With available statistics, Lamontagne drew a connection between GDP and exclusion of the LGBT community, which refers to lesbian, gay, bisexual and transgender but has come to refer broadly to anyone representing alternative gender or sexual identities. Lamontagne’s research found that countries with the most draconian laws and the highest levels of social discrimination lose out the most in economic terms.
“More than the cost itself, it’s the share of the cost of homophobia that is high. The cost, as a share of the GDP, is disproportionately higher in more homophobic settings,” Lamontagne told Humanosphere, pointing to countries in the Middle East and North Africa that he said has some of the most anti-LGBT laws in the world.
To measure this, Lamontage designed a tool to quantify how discriminatory laws and social exclusion affect growth, which he called the Homophobia Climate Index.
Countries that have comparatively more stringent laws against the LGBT community tend to lose a larger proportional share of their GDP – just under 1 percent per year – than those with friendlier LGBT climates; those losing the largest share of economic output due to anti-LGBTI laws include Togo, Papua Guinea, Iraq and Morocco, among others.

Countries with a greater level of homophobic policies suffer more. (Credit: Erik Lamontagne)
“The cost of homophobia is higher in more homophobic settings; the more you try to control people’s sexual orientation, the higher the economic cost,” Lamontagne said in an interview.
But even countries with more tolerant policies are failing to integrate the LGBT community into equal employment. Homophobic laws cost North America and Europe around $50 billion of GDP, according to Lamontagne’s research. A study by the William Institute in 2014 showed that 2.2 million LGBT adults in the U.S. – just under a third of the total gay and bisexual population – struggled to put food on the table.
Similarly a study last year found that LGBT women were 30 percent less likely to get a call-back from potential employers after job interviews; employment laws in 28 states still discriminate against LGBT people in the workplace.

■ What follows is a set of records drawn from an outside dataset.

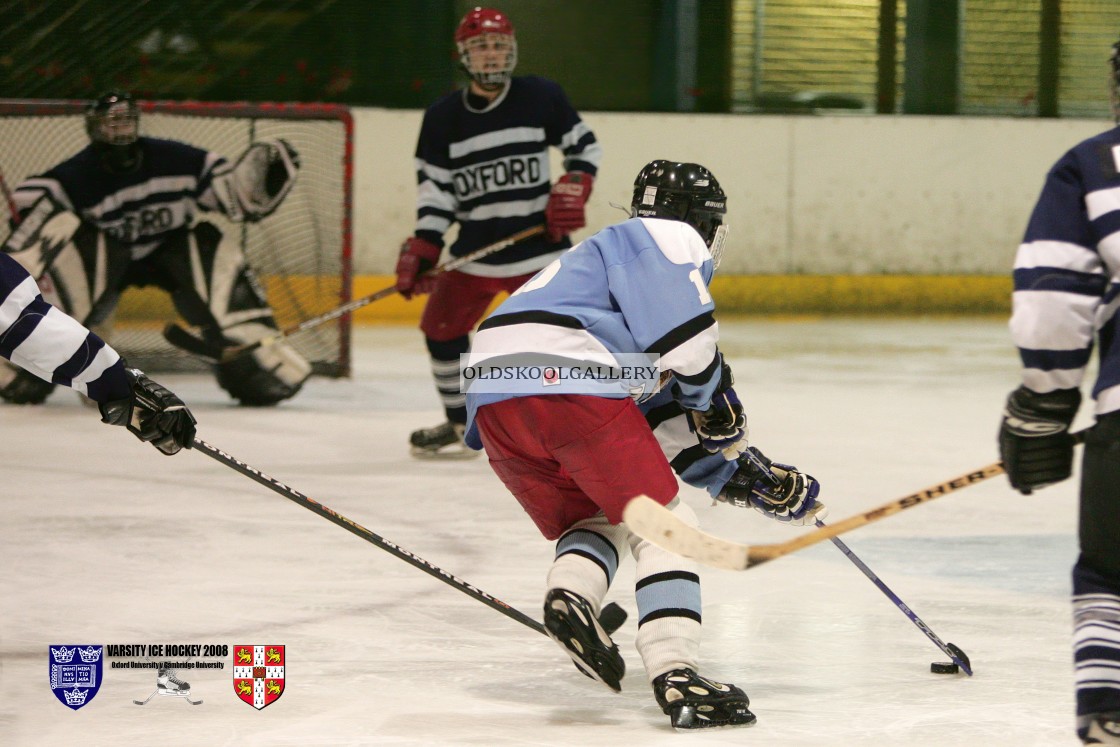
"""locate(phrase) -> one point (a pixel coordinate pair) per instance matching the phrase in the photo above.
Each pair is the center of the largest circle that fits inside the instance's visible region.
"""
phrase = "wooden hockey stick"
(612, 617)
(650, 520)
(184, 339)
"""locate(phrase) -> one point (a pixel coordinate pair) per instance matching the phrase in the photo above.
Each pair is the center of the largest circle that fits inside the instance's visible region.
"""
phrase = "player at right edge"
(574, 456)
(1065, 301)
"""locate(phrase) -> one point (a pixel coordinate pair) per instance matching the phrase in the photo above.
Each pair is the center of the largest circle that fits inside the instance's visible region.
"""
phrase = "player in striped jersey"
(138, 201)
(483, 162)
(574, 449)
(47, 343)
(1066, 300)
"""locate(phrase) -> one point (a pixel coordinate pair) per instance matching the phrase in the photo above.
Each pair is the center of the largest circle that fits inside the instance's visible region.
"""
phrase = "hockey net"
(300, 253)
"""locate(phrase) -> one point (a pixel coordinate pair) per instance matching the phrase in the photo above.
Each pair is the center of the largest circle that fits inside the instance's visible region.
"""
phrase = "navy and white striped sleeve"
(436, 199)
(39, 338)
(568, 132)
(1060, 278)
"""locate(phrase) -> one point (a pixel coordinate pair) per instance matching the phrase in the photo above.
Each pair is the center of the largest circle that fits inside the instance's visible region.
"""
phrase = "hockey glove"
(777, 491)
(418, 255)
(722, 427)
(565, 212)
(1034, 437)
(152, 413)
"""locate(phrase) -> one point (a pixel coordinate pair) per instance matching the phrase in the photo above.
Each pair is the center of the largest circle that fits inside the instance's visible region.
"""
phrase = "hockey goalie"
(126, 212)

According to Lamontagne’s research, factors such as discriminatory hiring practices, unequal pay, lower educational attainment and shorter life expectancies mean that LGBT people are earning far less in potential income as a result; this means that less money is going toward a country’s overall GDP.
Shorter life expectancy among LGBT people is caused by higher tobacco consumption, higher suicide rates and violent hate crimes. Even among states, life expectancy varies drastically according to how tolerant laws are.
“These three factors can make a difference of up to 11 years in the United States between the most homophobic areas and more tolerant parts in the rest of the county; it’s huge,” Lamontagne said
There have been notable LGBT rights gains across the world over the last few years, allowing gay and bisexual men and women to fully realize their rights and enter the workforce; the vast majority of these have not been in the Middle East and in Africa, however.
Building on the successes of the last decade in integrating LGBT people into society and into the workforce, Lamontagne remains cautiously optimistic that his research will help decision makers understand the need for LGBT-friendly policies.
“As a general trend, things were improving for the last decade. But we must acknowledge that hardly won gains – in terms of inclusion and tolerance – can be reversed by misled political decisions,” he said. ‘We trust decision makers will be keen in continuing the progresses achieved so far.”
Other activists, including Peter Tatchell, founder of the Peter Tatchell Foundation, which advocates for LGBT rights, believe that economic arguments, as well as political pressure, can persuade policymakers.
“For those governments that are impervious to the human rights case to end the persecution of LGBT people, some of them might be more receptive to the economic arguments – that decriminalizing same-sex relations makes economic good sense,” Tatchell told Humanosphere.
Lamontagne agreed with Tatchell’s assertion.
“The economic arguments are meant to complete and reinforce the human rights argument,” Lamontagne said. “This is one of the reasons why UNAIDS is supporting this work; we have a zero tolerance target for stigma and discrimination, and human rights is at the heart of our interventions.”